5/2/13

Dos días después de la boda estábamos en Zurich intentando despegar en una pista nevada. Ni tú ni yo sospechábamos entonces que ese momento tendría un significado oculto, como la última muñeca rusa que tus dedos descubren cuando crees que no habrá otra dentro. Empezaba nuestra vida juntos. El avión de Singapore Airlines estaba a pie de pista, un atleta de hierro que mira el horizonte blanco pensando que lo va a conseguir, que su musculatura será suficiente para desmentir la física y tocar el cielo. Tú mirabas por la ventanilla al tiempo que enlazabas tu mano con la mía. Nos pusimos en marcha. La furia de los motores se esparció por la cabina. Era una presencia ronca, algo que parecía venir de otro mundo y que le decía a nuestra sangre que se pusiese en pie y apretase los dientes. Muchas veces es la fe la que consigue todo: levantarse, resistir, avanzar, permanecer en el punto deseado, abrir los ojos e inventar una luz a la que agarrarse aunque sea falsa. Aquel aparato le estaba dando un consejo a dos recién casados. Cuando el avión atravesó la superficie de nubes cambió el mundo. La nieve pasó a ser un recuerdo borroso dentro de un sueño. Siempre hemos estado aquí arriba donde el azul es tan puro que dan ganas de gritar, decíamos por dentro.

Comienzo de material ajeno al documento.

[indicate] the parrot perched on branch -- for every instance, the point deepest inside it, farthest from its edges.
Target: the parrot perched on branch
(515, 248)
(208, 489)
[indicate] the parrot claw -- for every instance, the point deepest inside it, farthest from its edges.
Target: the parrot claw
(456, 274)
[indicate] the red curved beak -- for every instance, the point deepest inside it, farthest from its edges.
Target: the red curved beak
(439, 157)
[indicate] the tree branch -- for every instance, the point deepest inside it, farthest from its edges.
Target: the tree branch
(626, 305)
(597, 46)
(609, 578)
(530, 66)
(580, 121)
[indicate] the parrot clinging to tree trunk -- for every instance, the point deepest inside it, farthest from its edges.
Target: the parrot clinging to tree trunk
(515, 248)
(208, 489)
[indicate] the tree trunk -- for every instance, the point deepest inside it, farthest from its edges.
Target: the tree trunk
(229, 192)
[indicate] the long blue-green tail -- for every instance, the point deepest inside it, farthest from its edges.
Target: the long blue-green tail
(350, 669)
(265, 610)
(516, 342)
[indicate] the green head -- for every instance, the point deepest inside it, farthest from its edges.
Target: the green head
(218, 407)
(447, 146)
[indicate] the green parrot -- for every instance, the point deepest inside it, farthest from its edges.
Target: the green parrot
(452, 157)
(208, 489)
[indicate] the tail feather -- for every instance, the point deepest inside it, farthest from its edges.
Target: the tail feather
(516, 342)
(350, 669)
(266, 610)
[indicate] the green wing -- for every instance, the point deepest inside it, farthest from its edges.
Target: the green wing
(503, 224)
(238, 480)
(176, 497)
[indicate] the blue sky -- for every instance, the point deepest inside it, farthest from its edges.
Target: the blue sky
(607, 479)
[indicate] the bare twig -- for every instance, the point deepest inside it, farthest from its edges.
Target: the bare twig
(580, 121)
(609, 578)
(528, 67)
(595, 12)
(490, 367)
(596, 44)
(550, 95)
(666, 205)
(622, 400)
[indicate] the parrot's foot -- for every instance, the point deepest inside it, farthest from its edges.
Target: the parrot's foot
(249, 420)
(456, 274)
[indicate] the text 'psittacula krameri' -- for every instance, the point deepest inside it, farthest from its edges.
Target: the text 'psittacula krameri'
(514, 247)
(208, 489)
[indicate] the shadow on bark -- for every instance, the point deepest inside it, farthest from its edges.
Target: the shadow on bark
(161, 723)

Lo que vino después está en algunas fotos y da rabia que su claridad me ate las manos ahora para que no escriba nada. Aún así ninguna de ellas te hizo reír tanto como aquella sopa tan picante a nuestra llegada y el sudor en el que me bañó y mi torpe conversación en inglés con el camarero intentando que me la cambiara por otra cosa. El tiempo da una palmada de pronto y aparece un cartel que pone: catorce años después. El camarero se retira con un plato incorpóreo en sus manos mientras un DC-10 vuela hacia atrás cruzando de noche un océano que quizá no existió nunca.